Italian films of the Forties weren’t designed to make magic. This era of Italian cinema was all about the reconstruction and the challenges facing the people of Italy. Roberto Rossellini was one of the great directors who led the charge. Films like Paisan, Stromboli, and Germany, Year Zero are just a few of the works Rossellini contributed to this genre. He was joined by directors like Vittorio De Sica (The Bicycle Thief) who made movies about the way life really was, without looking for the silver lining.
This movie features a number of powerful performances from actors like Oscar winner Anna Magnani (The Rose Tattoo), Aldo Fabrizi (Too Young For Love), Oscar nominee Marcello Pagliero (Hail, Mafia), and Harry Feist (The White Devil).
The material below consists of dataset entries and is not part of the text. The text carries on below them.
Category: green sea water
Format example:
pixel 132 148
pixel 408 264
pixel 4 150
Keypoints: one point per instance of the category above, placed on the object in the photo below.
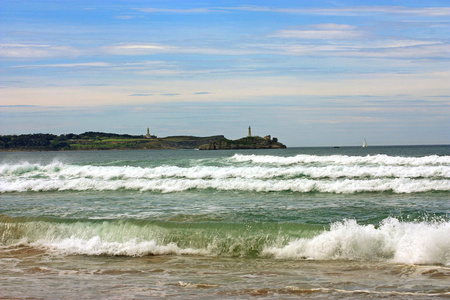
pixel 349 222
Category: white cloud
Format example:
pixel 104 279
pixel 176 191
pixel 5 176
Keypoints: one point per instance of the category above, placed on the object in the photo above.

Together with the rest of this cast, the actors came together to bring the city streets of Rome to life on the big screen. The roles for this film are very gritty, and the people who played them brought an authenticity to them that keeps the drama going.
It’s important to remember that this era of film making happened right on the tail of World War II. These weren’t sets being used to show the destruction of homes and businesses. These were the real streets of Rome, yet to be repaired from the damages of war. Rossellini took advantage of these locations to show the reality of the lives of Italians. Throughout the film he even had to scavenge for film to continue shooting.
The underlying sadness and destruction of this film is found in the scenery, the characters themselves, and even the camera work. This is partially due to the script, which calls for some moments that seem to drag on a bit more than necessary. Unfortunately this creates some very slow moments that really hurt the pace. For viewers at the time, this might have worked better. Especially for people who could relate to the aftereffects of a terrible war.
This is a dark and slightly depressing film that shows a unique genre in films. Despite this darkness, the film is incredibly interesting and very watchable. If you’re a fan of true drama and incredible camera work; this is one for you. I would also recommend this one to fans of war movies or foreign films. I give this one 4.5 out of 5 stars.